Ghost comes to basement to type.
Every night before he locks up his typewriter shop off Baker Street, Marylebone, Mr R. Leftwich goes downstairs to a darkened cellar and places a clean piece of paper in an ancient typewriter which stands alone on a table. When he returns next morning he inspects the sheet to see if anything is written on it. For Mr Leftwich says his shop is haunted… by a ghost which arrived with the typewriter.
The machine came to the shop a few weeks ago. Because it was very old – one of the first ever made, in fact – it was valued at only 10s. Now Mr Leftwich is wondering whether he has not bought himself 10s. worth of trouble. He maintains that the machine has moved around the shop on its own. Mysterious messages have been written on it in the middle of the night. What is more, Mr Leftwich says he has seen the keys moving of their own accord.

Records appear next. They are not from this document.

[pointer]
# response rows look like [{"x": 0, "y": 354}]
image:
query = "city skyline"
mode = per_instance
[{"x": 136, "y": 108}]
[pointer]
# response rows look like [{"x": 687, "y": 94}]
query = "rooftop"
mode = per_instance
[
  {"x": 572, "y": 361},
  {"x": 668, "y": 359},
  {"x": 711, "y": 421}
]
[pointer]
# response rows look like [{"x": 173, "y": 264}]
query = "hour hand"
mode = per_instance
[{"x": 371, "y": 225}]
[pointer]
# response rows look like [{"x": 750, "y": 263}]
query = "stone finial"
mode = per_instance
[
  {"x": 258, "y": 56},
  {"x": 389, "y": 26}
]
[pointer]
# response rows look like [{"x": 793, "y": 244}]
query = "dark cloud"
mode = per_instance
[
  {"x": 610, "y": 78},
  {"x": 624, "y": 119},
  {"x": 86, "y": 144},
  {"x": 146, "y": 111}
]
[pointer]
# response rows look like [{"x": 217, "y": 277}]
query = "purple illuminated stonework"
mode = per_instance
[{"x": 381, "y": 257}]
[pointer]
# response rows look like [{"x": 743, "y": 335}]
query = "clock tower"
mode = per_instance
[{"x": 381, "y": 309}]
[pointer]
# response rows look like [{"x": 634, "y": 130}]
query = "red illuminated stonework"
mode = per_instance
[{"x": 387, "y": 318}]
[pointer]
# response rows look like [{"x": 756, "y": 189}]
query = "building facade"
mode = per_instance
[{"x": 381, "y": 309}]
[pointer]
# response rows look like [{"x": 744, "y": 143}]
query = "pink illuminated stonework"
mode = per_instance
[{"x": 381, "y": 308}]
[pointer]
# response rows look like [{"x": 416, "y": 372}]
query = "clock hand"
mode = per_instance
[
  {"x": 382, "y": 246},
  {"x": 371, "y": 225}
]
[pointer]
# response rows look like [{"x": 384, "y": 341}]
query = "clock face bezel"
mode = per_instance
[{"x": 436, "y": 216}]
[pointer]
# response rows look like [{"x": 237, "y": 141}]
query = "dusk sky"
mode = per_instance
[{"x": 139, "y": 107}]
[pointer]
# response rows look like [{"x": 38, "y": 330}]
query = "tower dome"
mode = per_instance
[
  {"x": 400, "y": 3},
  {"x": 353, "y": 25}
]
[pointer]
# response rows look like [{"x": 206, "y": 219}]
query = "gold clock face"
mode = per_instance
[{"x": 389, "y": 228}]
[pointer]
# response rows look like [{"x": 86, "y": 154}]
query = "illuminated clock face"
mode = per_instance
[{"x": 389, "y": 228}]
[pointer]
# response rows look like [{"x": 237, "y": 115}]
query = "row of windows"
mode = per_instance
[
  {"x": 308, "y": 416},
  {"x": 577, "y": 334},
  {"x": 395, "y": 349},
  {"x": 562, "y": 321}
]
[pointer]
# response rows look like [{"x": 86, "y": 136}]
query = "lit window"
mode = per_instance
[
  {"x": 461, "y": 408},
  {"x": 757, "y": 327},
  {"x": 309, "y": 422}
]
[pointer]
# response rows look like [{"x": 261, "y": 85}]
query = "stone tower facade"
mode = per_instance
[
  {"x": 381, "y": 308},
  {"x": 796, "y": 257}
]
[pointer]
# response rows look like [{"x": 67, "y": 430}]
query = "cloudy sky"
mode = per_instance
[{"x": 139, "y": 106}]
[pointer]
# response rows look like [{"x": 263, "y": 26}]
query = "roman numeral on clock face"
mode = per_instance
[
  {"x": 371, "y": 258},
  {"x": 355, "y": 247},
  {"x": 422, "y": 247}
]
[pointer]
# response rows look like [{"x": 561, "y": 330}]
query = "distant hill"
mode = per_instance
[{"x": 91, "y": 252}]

The young shop-owner told of the mysterious happenings to a Mercury reporter who called at his offices. Said he: “We accepted in part payment a very old and dusty typewriter from a country convent. Like most of these old machines which we are obliged to take, it was duly placed in our basement, and forgotten about until a week later when I noticed that it had been removed from its original position and placed in a typing position on a table. Upon making inquiries nobody appeared to know anything about the incident or could supply any kind of explanation. The typewriter was then placed back in its former position on a shelf. The following morning when I went downstairs I found that the incident had repeated itself. The typewriter had once more ‘put itself’ on the table. As on this occasion I had both keys to the room and knew that no one could have entered I was, to say the least, quite dumbfounded. What was more astounding was the fact that someone – or should I say ‘something’ – had placed a sheet of paper in the typewriter roller and typed on the paper, though badly ‘i am trying to make contact’. “
This, in Mr Leftwich’s words “Not only lifted my eyebrows but my hair as well.” Since then he has left the typewriter on the table. “On two occasions I have seen the keys to be moving without the aid of any human operation,” he said.
Who is the mystery typist? Mr Leftwich himself offers this explanation. “The typewriter is a very old one and perhaps his owner was too. Can it be that they had been together so long that they didn’t like to be parted? Whatever the sequel I can only assume that its former owner is needing it now and that is why I now leave the typewriter on the table every night with a clean sheet of paper in the roller ready to receive a message from somewhere or something i know not what.”
And there the typewriter will stay until the message is received. Eventually Mr Leftwich will break the machine up and use the parts – which may cause a further mystery. For what would happen if all the ghostly parts started their tricks in the other machines?
Marylebone Mercury, 28th August 1953.